A few "obvious" database migration tips that I've run into, that I guess may not always be so obvious.

I’m not anything like a database specialist or guru. But I’ve run into a few tips and tricks over the years that make SQL migrations easier to handle. And as obvious as some of them seem to me now, I’m frequently reminded when discussing these tips that they often are anything but obvious to others, and in fact at one point they were not obvious to me, either.

I make no claim that these are all still “best practice” (whatever that even means), or that this is anything like a complete list. But here goes…

  1. Make your database migrations idempotent. In other words, it should be safe to re-run the same migration multiple times, with no change in outcome.
  2. If your upgrade isn’t idempotent, wrap it in a transaction. In other words, if you can’t write an upgrade that is safe to re-run, at least put it in a transaction. Then if it fails, your data is not left in an inconsistent state.
  3. Don’t write downgrade scripts. Most db migration tools allow you to specify both upgrade and downgrade scripts, which are expected to mirror each other. This allows a clean roll-back, in theory. Instead, I prefer to make my upgrade scripts idempotent (see above tips), then downgrading should never be necessary.
  4. Run large changes in the background. If you’re converting 10 million columns from an INT to a CHAR, for example, don’t do this in an upgrade script. Instead, have your upgrade add the new CHAR column, then have a background task handle the data migration from the old to new column. Then drop the old column some time later (see next tip).
  5. Isolate destructive changes.
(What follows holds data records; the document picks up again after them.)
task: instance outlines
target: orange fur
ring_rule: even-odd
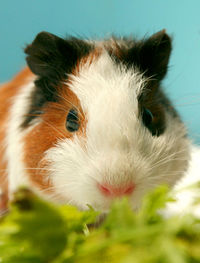
[[[76,95],[67,87],[63,86],[59,91],[59,102],[50,102],[44,108],[42,121],[37,124],[24,138],[25,155],[24,161],[27,168],[41,168],[28,170],[31,181],[42,190],[52,192],[51,182],[48,180],[47,163],[43,159],[45,151],[55,146],[60,139],[73,138],[73,133],[65,127],[69,110],[75,107],[79,112],[80,128],[78,136],[85,134],[85,117]]]

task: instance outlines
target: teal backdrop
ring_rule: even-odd
[[[163,85],[200,143],[199,0],[0,0],[0,82],[25,65],[23,48],[50,31],[65,37],[143,37],[165,28],[173,53]]]

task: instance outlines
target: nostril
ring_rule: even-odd
[[[135,185],[133,183],[123,186],[123,187],[116,187],[112,185],[103,185],[99,184],[98,188],[100,192],[105,196],[123,196],[123,195],[130,195],[135,189]]]
[[[99,189],[104,195],[107,195],[107,196],[111,195],[110,190],[105,185],[99,184]]]
[[[127,189],[125,189],[124,193],[127,194],[127,195],[132,194],[134,188],[135,188],[134,185],[128,186]]]

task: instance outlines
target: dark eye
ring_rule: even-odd
[[[143,108],[142,121],[143,121],[144,125],[152,132],[153,114],[147,108]]]
[[[75,132],[79,129],[78,112],[75,109],[71,109],[67,115],[66,128],[69,132]]]

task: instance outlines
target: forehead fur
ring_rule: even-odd
[[[83,110],[87,111],[94,101],[103,108],[106,104],[120,107],[122,101],[131,100],[135,105],[133,110],[137,111],[138,96],[145,83],[142,74],[133,67],[127,69],[122,63],[116,63],[106,49],[97,53],[92,63],[93,52],[80,61],[78,72],[69,77],[68,86],[80,99]]]
[[[84,98],[82,103],[87,100],[85,104],[105,90],[105,98],[110,97],[107,95],[112,90],[117,93],[122,89],[132,92],[132,98],[136,99],[144,82],[140,74],[153,77],[158,84],[167,72],[170,52],[171,39],[165,31],[141,41],[126,38],[85,41],[39,33],[25,49],[28,66],[37,79],[22,127],[26,128],[42,114],[46,103],[58,101],[63,82],[70,86],[73,82],[74,92],[80,99]]]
The destructive changes (such as DROP COLUMN, ALTER COLUMN, or DELETE WHERE...) are actually impossible to downgrade anyway (aside from restoring a backup). But that doesn’t mean we can actually avoid them. Sometimes they’re necessary. So I always keep them separate. That is, I never do add a column and drop one (sometimes known as a rename) in the same upgrade script. Instead, add your new column in one migration, and preserve all destructive changes for a separate upgrade, ideally one that runs days, weeks, or even months later, when you’re highly confident it won’t need to be rolled back.

That’s all for today. What tips do you have to make database migrations easier?